Hipmi berharap pemerintah mengetatkan pengawasan seiring dengan adanya peningkatan impor ilegal.
Ketua Umum Hipmi mengatakan bahwa pihaknya memang mendukung langkah pemerintah dalam hal pengawasan.
Himpunan Pengusaha Muda Indonesia (Hipmi) berharap supaya pemerintah semakin mengetatkan pengawasan seiring dengan adanya peningkatan impor ilegal yang terjadi dalam 4 tahun terakhir.
Dengan adanya impor yang tidak sesuai ketentuan tersebut, tentu saja iklim usaha dalam negeri bakal terganggu.
Akbar Himawan Buchari selaku Ketua Umum Hipmi mengatakan bahwa pihaknya mendukung langkah pemerintah dalam hal pengawasan. Pasalnya, praktik impor tersebut juga bakal mematikan pelaku usaha dalam negeri, khususnya usaha mikro, kecil dan menengah (UMKM).
“Dengan adanya impor impor ilegal tersebut jelas merusak harga pasar. Kita mengimbau agar segera diberantas,” ujar dia di Jakarta, Senin (19/6/2023).
Menurutnya, lonjakan impor ilegal tersebut karena memang permintaan yang sangat tinggi.
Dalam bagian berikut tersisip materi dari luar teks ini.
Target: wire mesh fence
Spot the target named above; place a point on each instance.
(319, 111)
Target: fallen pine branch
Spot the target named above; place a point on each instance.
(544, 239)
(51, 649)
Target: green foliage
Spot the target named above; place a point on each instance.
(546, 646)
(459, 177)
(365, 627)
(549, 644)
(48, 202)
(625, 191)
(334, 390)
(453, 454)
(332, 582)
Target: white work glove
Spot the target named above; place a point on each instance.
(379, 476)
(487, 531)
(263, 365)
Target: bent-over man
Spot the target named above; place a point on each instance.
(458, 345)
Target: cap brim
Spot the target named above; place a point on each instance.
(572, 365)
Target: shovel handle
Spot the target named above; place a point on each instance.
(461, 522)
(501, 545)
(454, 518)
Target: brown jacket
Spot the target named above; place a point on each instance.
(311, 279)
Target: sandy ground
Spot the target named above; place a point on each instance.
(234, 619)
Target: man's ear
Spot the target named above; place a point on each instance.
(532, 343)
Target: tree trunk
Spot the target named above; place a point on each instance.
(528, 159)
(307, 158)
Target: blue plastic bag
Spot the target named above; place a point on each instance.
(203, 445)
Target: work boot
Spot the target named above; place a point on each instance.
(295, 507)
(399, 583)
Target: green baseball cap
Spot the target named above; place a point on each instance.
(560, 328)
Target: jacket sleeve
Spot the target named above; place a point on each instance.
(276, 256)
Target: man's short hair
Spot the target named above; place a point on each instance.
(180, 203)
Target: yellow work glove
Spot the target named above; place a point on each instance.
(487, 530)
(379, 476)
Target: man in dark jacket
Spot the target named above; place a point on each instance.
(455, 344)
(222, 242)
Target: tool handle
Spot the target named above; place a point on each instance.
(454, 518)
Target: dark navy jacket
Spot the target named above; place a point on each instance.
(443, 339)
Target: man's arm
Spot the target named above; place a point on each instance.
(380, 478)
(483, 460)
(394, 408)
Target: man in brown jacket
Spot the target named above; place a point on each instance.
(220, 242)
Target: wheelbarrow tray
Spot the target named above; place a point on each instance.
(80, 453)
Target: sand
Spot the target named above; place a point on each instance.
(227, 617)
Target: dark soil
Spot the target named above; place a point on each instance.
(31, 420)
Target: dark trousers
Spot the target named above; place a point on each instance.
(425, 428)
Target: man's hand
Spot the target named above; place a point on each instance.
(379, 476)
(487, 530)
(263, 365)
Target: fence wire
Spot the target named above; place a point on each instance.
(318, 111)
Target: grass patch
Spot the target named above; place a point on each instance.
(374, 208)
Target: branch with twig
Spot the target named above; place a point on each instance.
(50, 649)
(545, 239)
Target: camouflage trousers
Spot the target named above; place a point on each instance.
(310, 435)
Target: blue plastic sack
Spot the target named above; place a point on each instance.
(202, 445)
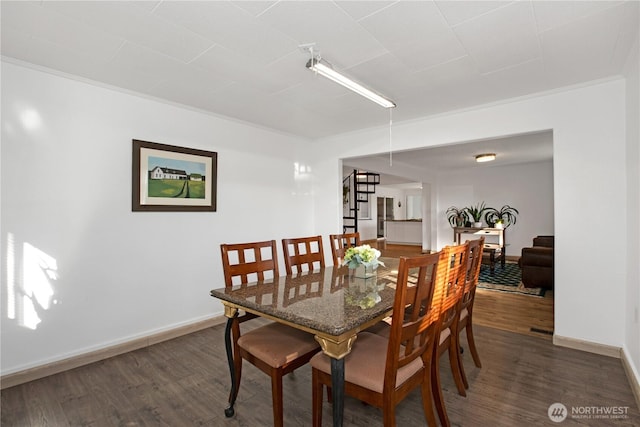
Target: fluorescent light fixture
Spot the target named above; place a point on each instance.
(486, 157)
(325, 70)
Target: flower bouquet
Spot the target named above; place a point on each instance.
(363, 259)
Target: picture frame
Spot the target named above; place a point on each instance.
(169, 178)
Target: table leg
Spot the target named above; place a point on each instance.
(492, 258)
(337, 389)
(229, 411)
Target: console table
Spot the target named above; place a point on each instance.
(494, 250)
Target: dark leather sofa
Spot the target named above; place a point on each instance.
(537, 263)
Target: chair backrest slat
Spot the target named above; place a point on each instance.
(473, 271)
(245, 259)
(303, 252)
(452, 289)
(413, 325)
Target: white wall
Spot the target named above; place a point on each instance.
(66, 210)
(589, 178)
(633, 207)
(526, 187)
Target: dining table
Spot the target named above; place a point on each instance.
(332, 303)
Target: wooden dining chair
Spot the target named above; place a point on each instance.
(449, 294)
(381, 371)
(275, 349)
(340, 243)
(303, 252)
(465, 308)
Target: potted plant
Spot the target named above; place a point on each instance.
(506, 216)
(456, 217)
(475, 212)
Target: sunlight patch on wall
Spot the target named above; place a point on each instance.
(30, 119)
(29, 296)
(11, 277)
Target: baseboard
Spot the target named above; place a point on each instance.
(632, 374)
(590, 347)
(45, 370)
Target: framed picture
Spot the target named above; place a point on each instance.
(170, 178)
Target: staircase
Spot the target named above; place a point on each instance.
(356, 190)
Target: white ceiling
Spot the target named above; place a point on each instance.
(241, 59)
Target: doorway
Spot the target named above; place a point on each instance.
(384, 213)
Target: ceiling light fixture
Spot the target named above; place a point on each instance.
(486, 157)
(324, 69)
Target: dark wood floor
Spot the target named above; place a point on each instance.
(185, 381)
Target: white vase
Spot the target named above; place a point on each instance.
(364, 272)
Namun, Akbar di sini justru menilai upaya pemerintah membatasi impor, khususnya baju impor bekas yang sangat bagus untuk para pelaku manufaktur nasional.
Di sini pun beliau juga berharap supaya para pelaku impor illegal sadar bahwa praktik tersebut mengganggu iklim usaha dan merupakan perbuatan kriminal.
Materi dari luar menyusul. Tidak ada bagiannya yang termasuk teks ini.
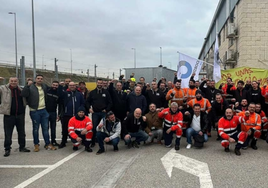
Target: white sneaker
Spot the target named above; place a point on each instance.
(188, 146)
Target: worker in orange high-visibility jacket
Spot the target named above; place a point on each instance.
(172, 123)
(177, 94)
(228, 131)
(264, 121)
(204, 103)
(80, 130)
(252, 125)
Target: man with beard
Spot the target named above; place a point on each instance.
(228, 130)
(98, 103)
(53, 100)
(154, 95)
(72, 100)
(136, 100)
(177, 94)
(218, 110)
(172, 123)
(190, 92)
(264, 123)
(210, 91)
(80, 130)
(252, 125)
(240, 92)
(83, 89)
(242, 107)
(154, 124)
(204, 103)
(254, 94)
(205, 106)
(133, 127)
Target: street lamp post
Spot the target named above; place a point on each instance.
(134, 56)
(160, 55)
(16, 49)
(34, 62)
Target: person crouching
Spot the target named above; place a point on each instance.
(80, 130)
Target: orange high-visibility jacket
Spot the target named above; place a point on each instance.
(253, 121)
(190, 93)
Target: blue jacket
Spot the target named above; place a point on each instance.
(134, 101)
(72, 100)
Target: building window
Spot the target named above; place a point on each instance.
(219, 39)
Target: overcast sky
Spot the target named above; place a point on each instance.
(103, 32)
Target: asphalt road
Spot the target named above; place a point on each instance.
(135, 167)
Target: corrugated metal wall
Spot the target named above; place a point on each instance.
(149, 73)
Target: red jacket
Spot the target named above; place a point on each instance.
(171, 120)
(79, 125)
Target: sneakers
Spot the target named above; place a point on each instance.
(237, 151)
(55, 144)
(188, 146)
(100, 152)
(62, 145)
(36, 148)
(227, 149)
(135, 144)
(24, 150)
(115, 148)
(7, 153)
(88, 149)
(50, 147)
(129, 145)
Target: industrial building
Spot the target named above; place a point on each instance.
(242, 27)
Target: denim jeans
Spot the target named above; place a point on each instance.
(101, 136)
(52, 125)
(9, 123)
(96, 118)
(191, 132)
(140, 136)
(40, 117)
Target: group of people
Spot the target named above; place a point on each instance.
(136, 112)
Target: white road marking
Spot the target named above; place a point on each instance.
(49, 169)
(192, 166)
(113, 174)
(24, 166)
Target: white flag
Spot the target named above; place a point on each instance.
(186, 67)
(217, 67)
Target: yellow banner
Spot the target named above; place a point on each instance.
(244, 73)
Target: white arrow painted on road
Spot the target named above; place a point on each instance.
(192, 166)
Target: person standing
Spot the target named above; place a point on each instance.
(53, 100)
(13, 108)
(72, 100)
(36, 96)
(98, 103)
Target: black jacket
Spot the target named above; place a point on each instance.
(218, 110)
(210, 93)
(131, 124)
(32, 96)
(99, 100)
(53, 100)
(203, 120)
(119, 99)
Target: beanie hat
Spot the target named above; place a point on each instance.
(81, 108)
(198, 92)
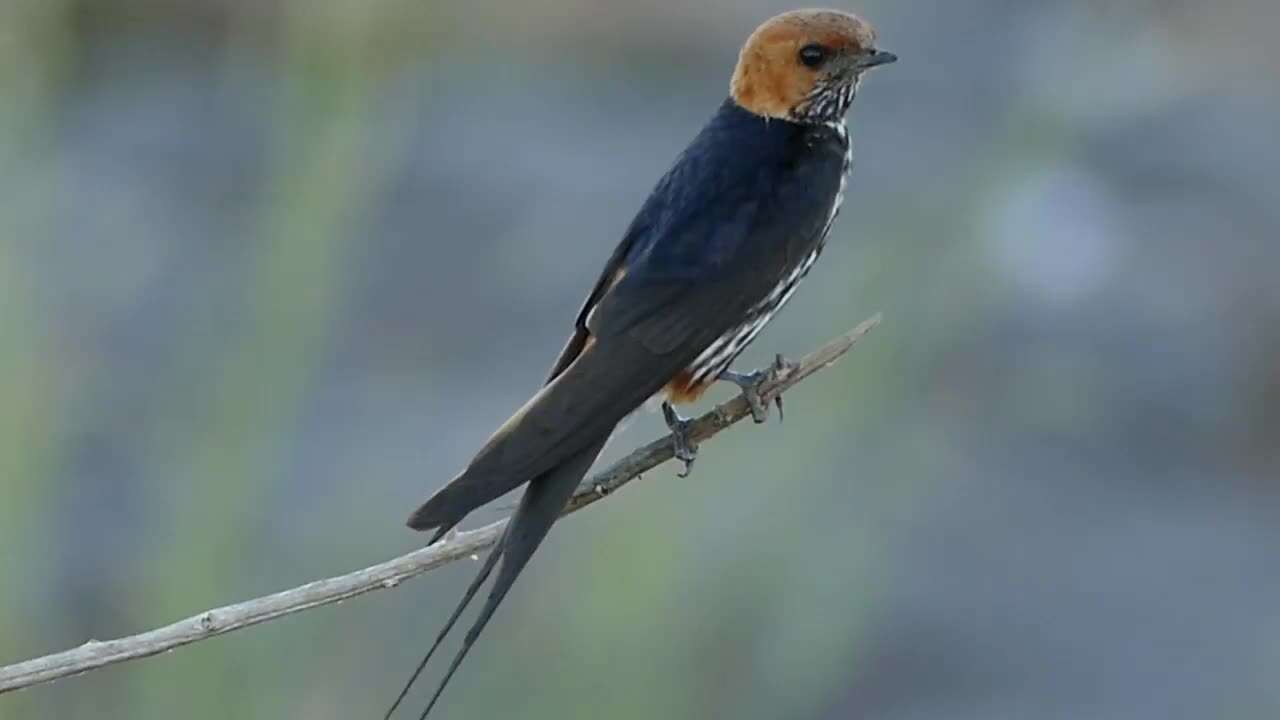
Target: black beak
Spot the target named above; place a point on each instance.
(876, 58)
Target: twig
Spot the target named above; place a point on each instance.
(388, 574)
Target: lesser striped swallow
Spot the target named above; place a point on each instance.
(712, 255)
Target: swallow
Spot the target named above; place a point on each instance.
(716, 250)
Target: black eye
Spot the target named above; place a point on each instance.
(813, 55)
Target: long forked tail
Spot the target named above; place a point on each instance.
(539, 507)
“Kita berharap agar pelaku usaha juga sadar karena impor illegal bisa mengganggu iklim usaha,” kata Akbar.
Bukan hanya itu, Akbar berpandangan bahwa pengusaha pun harus bisa menanamkan nilai-nilai kebangsaan karena ini bukan hanya sebatas perihal ekonomi dan bisnis semata.
"Karena pengusaha Hipmi seluruh Indonesia, harus terpatri untuk bisa memantapkan nilai-nilai kebangsaan. Untuk bisa berdiri di kaki sendiri, menjadi tuan rumah di negeri sendiri," ujar Akbar.
Sebelumnya, Kementerian Perdagangan (Kemendag) juga sudah melaporkan bahwa impor illegal sekarang kian marak.
Selama tahun 2022 perkiraan nilai impor illegal mencapai Rp214,7 miliar, naik pesat jika dibanding dengan tahun 2021 yang hanya Rp9,6 miliar, sementara pada 2020 sebesar Rp7,4 miliar dan pada 2019 mencapai Rp29 miliar.
Untuk semester I/2023, Kemendag bersama bea cukai juga telah mengamankan pelanggaran post border sebesar Rp23 miliar. Beliau juga menuturkan barang yang disita pun mencapai 140 ton, terdiri produk tekstil, makanan dan minuman, obat tradisional dan suplemen kesehatan, produk kehutanan dan busbar (pelat) tembaga. Produk-produk tersebut juga kebanyakan berasal dari Thailand, China dan India.
“Yang kita periksa kan aspek ilegalitasnya, apakah dia punya LFI atau LS dan jumlahnya sesuai atau tidak. Dan yang kita awasi di post border 3.197 HS dari 22 komoditas,” ujar Tommy kepada Bisnis, Senin (19/6/2023).
Tommy mengatakan bahwa barang-barang tersebut juga nantinya akan dimusnahkan dan diekspor kembali sesuai Peraturan Menteri Perdagangan Nomor 51 tentang Pemeriksaan dan Pengawasan Tata Niaga Impor Setelah Melalui Kawasan Pabean.